Puis d'autres enfants sont venus. Une lunette d'observation pour voir les étoiles, des plantes grimpantes, une corde à nœuds, une fenêtre ronde, un mur à dessin… et même une cloche pour annoncer les histoires.

C'était un tourbillon d'idées.

Mais je voyais aussi, dans certains regards, une petite inquiétude : et si leur idée était oubliée ?

Alors je leur ai dit doucement :

— Toutes vos idées comptent. On trouvera une façon de les faire vivre.

Le soir, en rentrant chez moi, j'ai étalé toutes les pages sur la table. L'odeur de bois et de papier flottait dans l'air. Mon carnet semblait battre comme un petit cœur.

Je me suis mis à trier, à assembler, à rêver.

Un peu d'eux, un peu de moi.

Un projet tout neuf, tissé de toutes nos idées.

Parfois, la meilleure idée, ce n'est pas celle qu'on avait déjà. C'est celle qu'on construit à plusieurs, en prenant le temps de s'écouter vraiment.

Quelques semaines plus tard, tout était prêt.

Le "coin des explorateurs" s'étendait maintenant sous le grand frêne. Les poutres sentaient encore le bois frais, les cordes étaient solides sous les mains, et un doux tapis d'écorce recouvrait le sol. Des plantes grimpantes avaient été plantées au pied des poteaux, prêtes à monter vers le ciel au fil des saisons.

Le jour de l'inauguration, les enfants ont dévalé la cour en riant. Scarlette a été la première à grimper le long de la corde à nœuds, pendant que Floralie glissait ses sabots sur l'écorce douce, humant l'odeur de sève et de mousse.
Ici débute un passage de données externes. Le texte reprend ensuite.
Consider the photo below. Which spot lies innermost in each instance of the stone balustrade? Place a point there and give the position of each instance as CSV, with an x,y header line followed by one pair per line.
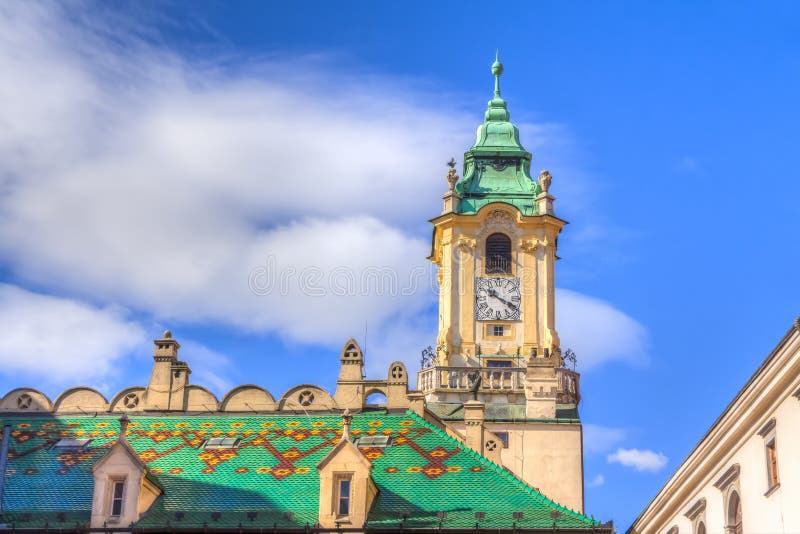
x,y
493,379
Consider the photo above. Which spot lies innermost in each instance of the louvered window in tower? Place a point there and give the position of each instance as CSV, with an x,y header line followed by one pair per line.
x,y
498,254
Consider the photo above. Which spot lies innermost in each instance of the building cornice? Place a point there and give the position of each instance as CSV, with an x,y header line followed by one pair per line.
x,y
778,373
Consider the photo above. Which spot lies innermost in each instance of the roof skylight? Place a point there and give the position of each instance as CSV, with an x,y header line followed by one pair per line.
x,y
72,444
373,442
221,443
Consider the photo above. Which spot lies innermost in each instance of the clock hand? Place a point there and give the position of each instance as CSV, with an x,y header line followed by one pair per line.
x,y
493,293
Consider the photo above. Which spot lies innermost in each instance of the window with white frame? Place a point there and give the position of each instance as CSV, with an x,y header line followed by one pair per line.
x,y
770,454
772,463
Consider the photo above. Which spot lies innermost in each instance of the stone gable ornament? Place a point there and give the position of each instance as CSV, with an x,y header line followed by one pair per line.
x,y
452,175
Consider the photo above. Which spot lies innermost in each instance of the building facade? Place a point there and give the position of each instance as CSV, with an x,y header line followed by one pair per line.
x,y
491,438
744,474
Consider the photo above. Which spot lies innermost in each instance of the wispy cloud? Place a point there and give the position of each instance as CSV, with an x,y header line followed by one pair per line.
x,y
62,341
642,460
163,183
597,331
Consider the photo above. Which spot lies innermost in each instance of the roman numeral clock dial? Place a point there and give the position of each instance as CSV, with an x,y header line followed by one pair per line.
x,y
497,298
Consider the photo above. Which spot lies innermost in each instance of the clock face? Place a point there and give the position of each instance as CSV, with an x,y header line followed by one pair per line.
x,y
497,298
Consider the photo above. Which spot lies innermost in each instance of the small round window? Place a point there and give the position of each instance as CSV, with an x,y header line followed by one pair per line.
x,y
131,401
24,401
306,398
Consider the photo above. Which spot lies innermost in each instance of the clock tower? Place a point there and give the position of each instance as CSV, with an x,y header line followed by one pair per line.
x,y
498,357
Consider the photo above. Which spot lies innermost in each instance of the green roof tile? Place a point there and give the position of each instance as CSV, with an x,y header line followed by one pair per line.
x,y
272,473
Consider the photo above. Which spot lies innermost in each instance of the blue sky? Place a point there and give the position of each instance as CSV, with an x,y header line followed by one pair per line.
x,y
153,158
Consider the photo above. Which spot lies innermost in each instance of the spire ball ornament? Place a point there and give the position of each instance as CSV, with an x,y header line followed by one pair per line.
x,y
497,67
452,175
545,179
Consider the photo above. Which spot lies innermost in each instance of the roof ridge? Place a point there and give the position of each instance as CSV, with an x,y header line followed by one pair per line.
x,y
502,471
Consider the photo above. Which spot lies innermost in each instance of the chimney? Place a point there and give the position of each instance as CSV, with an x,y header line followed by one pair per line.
x,y
474,412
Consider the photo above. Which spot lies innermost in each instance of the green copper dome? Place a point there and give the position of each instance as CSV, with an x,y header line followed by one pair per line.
x,y
497,167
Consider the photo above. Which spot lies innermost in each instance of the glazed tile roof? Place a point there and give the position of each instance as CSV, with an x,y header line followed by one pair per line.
x,y
272,473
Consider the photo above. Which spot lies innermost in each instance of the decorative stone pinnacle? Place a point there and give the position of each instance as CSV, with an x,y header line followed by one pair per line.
x,y
545,179
347,417
452,175
123,427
Ciboulette s'est installée dans le coin secret pour lire, caché derrière une fenêtre ronde, tandis qu'Avoine jouait à se balancer d'un poteau à l'autre comme un aventurier.

Leurs rires flottaient dans l'air, légers et vibrants, mêlés au bruissement des feuilles.

Je les ai regardés longtemps, mon carnet à la main. Mon projet n'était plus seulement un dessin. C'était un lieu vivant, un endroit où chacun avait laissé une petite trace.

Un espace créé ensemble. Un coin d'aventure. Un coin de souvenirs à venir. Un coin rassembleur et garant de moments d'amitié pour toujours. 

Et ça, ça valait toutes les cabanes du monde.